PFAS-vrij is geen kwaliteitsgarantie
Even verderop, bij de Bever in de Sint Jansstraat, staat Rinze van Breeden. De teamleider van de buitenwinkel merkt een klein beetje meer interesse voor PFAS-vrije producten, vooral bij de – zoals hij het noemt – fanatiekeling. Bever verkoopt tegenwoordig ook tenten, schoenen en jassen van merken die bewust zijn gestopt met PFAS.
Maar Van Breeden merkt vooral ook de nadelen van PFAS-vrije producten. De jassen van het merk Patagonia zijn een stuk minder waterafwerend dan vroeger. „Het is dubbel. Het is natuurlijk rotspul, maar het maakt een jas hartstikke mooi waterafstotend. Daar gebeurt niks mee. De kwaliteit van regenjassen gaat nu achteruit.”

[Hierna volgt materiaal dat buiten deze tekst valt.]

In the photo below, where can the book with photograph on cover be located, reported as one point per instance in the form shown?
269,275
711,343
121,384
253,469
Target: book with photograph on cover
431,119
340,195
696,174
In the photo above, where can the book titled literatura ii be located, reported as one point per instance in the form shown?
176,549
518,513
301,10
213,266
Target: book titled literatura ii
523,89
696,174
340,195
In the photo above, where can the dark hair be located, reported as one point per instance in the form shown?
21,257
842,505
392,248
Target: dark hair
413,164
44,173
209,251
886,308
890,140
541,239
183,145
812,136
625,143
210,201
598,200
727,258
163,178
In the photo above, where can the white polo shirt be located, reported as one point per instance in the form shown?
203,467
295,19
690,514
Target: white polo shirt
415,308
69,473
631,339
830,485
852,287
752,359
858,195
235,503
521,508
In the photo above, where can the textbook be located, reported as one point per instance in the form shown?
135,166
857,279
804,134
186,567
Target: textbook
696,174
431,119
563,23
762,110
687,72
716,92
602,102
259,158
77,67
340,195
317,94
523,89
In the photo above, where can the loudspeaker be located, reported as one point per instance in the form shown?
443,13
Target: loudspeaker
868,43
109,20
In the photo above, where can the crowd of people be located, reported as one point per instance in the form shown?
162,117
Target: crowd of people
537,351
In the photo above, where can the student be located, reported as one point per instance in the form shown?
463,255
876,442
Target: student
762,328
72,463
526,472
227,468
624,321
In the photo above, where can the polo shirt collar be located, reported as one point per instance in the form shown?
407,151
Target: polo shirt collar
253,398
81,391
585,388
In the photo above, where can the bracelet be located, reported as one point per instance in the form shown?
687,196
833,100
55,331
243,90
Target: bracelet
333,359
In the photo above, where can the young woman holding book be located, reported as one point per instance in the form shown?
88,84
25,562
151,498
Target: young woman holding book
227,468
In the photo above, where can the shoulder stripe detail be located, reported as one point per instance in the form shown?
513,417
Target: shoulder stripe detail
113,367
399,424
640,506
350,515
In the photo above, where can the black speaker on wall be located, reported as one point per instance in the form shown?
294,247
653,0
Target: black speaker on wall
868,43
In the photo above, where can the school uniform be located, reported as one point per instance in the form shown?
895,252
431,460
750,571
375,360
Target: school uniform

Daar krijgt Van Breeden wel eens gedoe mee. „Dan kopen mensen een dure Patagonia-jas voor 300 euro. Vroeger was dat heel goed, maar nu is hij al heel snel niet meer waterdicht. Dan kopen mensen de volgende keer een jas van 60 euro bij de Decatlon die veel meer water afstoot.”
Consument
Of het een brede trend is dat verkopers meer PFAS-vrije producten kopen, durft Hans Risselada, universitair hoofddocent marketing en duurzaamheid aan de Rijksuniversiteit Groningen, niet zeggen. Hij merkt wel dat de verantwoordelijkheid om goed met de stofjes om te gaan, nu nog vooral bij de consument liggen. „Maar zoals ook bij andere verduurzaming of de overgang naar biologische producten, is een systeemtransitie nodig om de markt te veranderen. Daarvoor moet er uiteindelijk ook wet- en regelgeving komen. Ik kan me voorstellen dat consumenten anders bij iets abstracts als PFAS al gauw denken: als het écht zo slecht zo zou, dan zou het wel verboden worden.”
De aandacht voor PFAS in eieren rond Pasen kan volgens Risselada wel een verandering in gang zetten. „Consumenten gaan zich uitspreken, media schrijven erover en politici zien dat het thema leeft. Dat kan leiden tot beleid en wetgeving.”